The smartest people in the room, be they business leaders or politicians, are not able to make collective decisions for everyone in our economy because they simply don’t have the needed information and wisdom. As individuals we all have our own interests and needs, and we satisfy those interests and meet those needs by voluntarily interacting with others in our society.
Just because one planning group is sure that promoting ocean wave technology over, say, hydrogen technology is best for Oregon doesn’t make it so. If the planners are using other people’s money and not their own, they simply won’t have the proper incentives to get the answers right more often than they get them wrong. For example, as recently as last year the state-sponsored Oregon Business Plan still considered the digital display industry a key priority, yet its sales have declined by one-third over the past three years due to market forces; and now most observers see its future as dim.

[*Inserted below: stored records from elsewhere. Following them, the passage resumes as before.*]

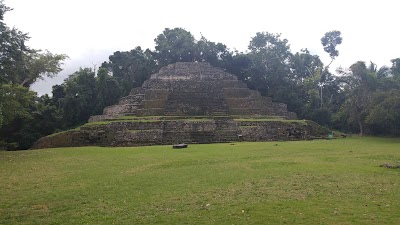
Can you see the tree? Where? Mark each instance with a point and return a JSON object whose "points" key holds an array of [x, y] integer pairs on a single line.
{"points": [[174, 45], [80, 97], [21, 64], [131, 68], [360, 84], [383, 116], [269, 71], [20, 67], [107, 89], [330, 41]]}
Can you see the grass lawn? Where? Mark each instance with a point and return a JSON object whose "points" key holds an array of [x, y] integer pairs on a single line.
{"points": [[303, 182]]}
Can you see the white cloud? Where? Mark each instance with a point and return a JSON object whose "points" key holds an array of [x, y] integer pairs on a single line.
{"points": [[85, 30]]}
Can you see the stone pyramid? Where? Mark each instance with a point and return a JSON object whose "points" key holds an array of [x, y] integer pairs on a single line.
{"points": [[194, 89], [188, 102]]}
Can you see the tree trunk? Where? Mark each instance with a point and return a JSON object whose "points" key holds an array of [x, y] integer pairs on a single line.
{"points": [[361, 127]]}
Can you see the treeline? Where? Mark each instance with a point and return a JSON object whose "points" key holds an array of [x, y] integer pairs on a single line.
{"points": [[362, 99]]}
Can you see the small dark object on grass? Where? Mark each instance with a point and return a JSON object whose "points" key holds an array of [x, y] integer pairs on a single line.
{"points": [[180, 146], [390, 166]]}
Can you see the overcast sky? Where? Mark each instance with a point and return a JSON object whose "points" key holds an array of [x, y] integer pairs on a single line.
{"points": [[88, 31]]}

Of course, business leaders are free to plan among themselves and sacrifice their own companies’ interests for the “greater good” if they wish, but they should understand that such planning is not likely to fare much better than the old Soviet five-year plans. Individual businesses would do better for themselves and for society by pursuing their own economic interests and adjusting their plans based onreal-world market and consumer signals.

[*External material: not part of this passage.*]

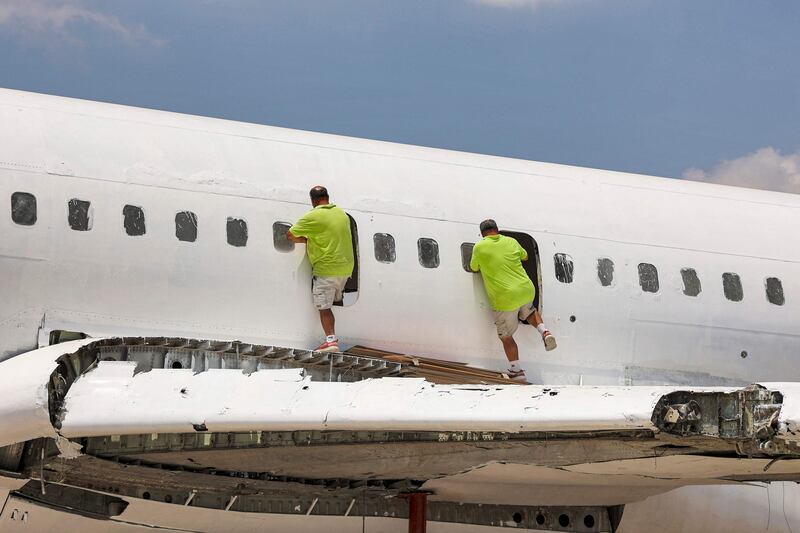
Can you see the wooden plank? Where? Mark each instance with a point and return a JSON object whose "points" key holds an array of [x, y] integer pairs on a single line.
{"points": [[438, 370]]}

The best way to boost the collective fortunes of society is to remove the central planners so we can freely boost our own fortunes. We also should remove the political barriers that stand in the way of true economic development. Let’s start by repealing the corporate income tax, the capital gains tax and the estate tax. These tax barriers inhibit entrepreneurial Oregonians from starting, developing and profiting from their creative ideas. Removing them will help create the kinds of progress central planners can only dream about.
Oregon may love dreamers, but we need freedom more than dreams. And we need it soon.